Compressed Indexes

ISMUTL.LIT now supports an option to create compressed indexes. There are three types of compression which can be used individually or in combination:

  Leading duplicate characters. Here, a single byte is used to represent the number of leading characters that have been duplicated from the prior key. This is beneficial when the average number of leading duplicate characters is greater than one.

  Trailing blanks. A single byte is added to the key to represent the number of blanks on the end. This is beneficial when the average number of trailing blanks is greater than one.

  Duplicate keys. This only makes sense when duplicate keys are allowed. A two byte duplicate key flag is used to replace duplicate keys.

Combining all three gives you "maximum" compression.

Compressed keys do add some processing overhead, but since file access is usually disk bound rather than CPU bound, the decrease in the size of the index generally more than makes up for any increase in CPU activity. They only make sense, though, with string keys, longer than about six bytes.
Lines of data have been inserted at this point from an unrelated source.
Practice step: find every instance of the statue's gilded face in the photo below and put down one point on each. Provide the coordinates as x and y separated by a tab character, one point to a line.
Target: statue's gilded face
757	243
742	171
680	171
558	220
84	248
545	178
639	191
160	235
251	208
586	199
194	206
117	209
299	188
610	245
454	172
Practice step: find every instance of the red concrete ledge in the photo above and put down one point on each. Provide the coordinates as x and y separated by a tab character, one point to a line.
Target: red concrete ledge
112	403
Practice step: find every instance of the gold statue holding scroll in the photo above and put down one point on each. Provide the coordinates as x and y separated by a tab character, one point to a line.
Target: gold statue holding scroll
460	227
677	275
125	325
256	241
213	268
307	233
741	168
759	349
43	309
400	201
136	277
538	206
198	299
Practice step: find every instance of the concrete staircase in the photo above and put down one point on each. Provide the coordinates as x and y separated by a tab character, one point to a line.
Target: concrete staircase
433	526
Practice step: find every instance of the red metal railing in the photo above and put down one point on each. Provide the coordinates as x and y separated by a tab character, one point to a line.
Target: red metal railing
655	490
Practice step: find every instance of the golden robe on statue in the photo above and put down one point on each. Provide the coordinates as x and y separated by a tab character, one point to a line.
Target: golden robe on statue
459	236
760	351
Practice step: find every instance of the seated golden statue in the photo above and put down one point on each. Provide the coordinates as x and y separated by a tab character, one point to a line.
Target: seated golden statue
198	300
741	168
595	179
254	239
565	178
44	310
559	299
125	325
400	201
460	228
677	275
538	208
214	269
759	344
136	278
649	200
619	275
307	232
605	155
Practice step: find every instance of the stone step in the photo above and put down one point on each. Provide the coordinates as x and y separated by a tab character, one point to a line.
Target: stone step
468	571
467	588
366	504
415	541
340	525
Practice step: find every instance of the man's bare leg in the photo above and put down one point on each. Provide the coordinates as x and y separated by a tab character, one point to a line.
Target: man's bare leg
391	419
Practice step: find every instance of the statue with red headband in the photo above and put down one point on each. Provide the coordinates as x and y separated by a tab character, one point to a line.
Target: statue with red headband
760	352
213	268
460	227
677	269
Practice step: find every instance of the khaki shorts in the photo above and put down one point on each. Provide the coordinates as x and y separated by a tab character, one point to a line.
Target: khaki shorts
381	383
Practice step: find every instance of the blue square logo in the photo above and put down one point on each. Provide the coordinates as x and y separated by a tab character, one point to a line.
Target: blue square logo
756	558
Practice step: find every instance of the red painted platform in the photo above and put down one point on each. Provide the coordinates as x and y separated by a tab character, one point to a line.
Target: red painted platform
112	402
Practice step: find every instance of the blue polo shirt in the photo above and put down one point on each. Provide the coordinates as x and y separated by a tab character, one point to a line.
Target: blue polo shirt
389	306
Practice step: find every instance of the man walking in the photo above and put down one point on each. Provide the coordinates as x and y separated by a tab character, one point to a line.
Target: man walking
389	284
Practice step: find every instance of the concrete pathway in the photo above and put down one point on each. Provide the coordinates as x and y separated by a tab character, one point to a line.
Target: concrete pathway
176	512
To change the compression on a secondary index, you delete the key and then add it back, using the DELETE and ADD2ND options in ISMUTL. To change the compression on the primary index, you need to dump the file and then recreate and reload it.

Note that the compression option has been appended (somewhat cryptically) to the "Duplicates allowed?" question in ISMUTL. This way it does not change the sequence of prompts and will not break an existing command files the execute ISMUTL. The ISMUTL STAT function will display output a new line indicating if the index is compressed.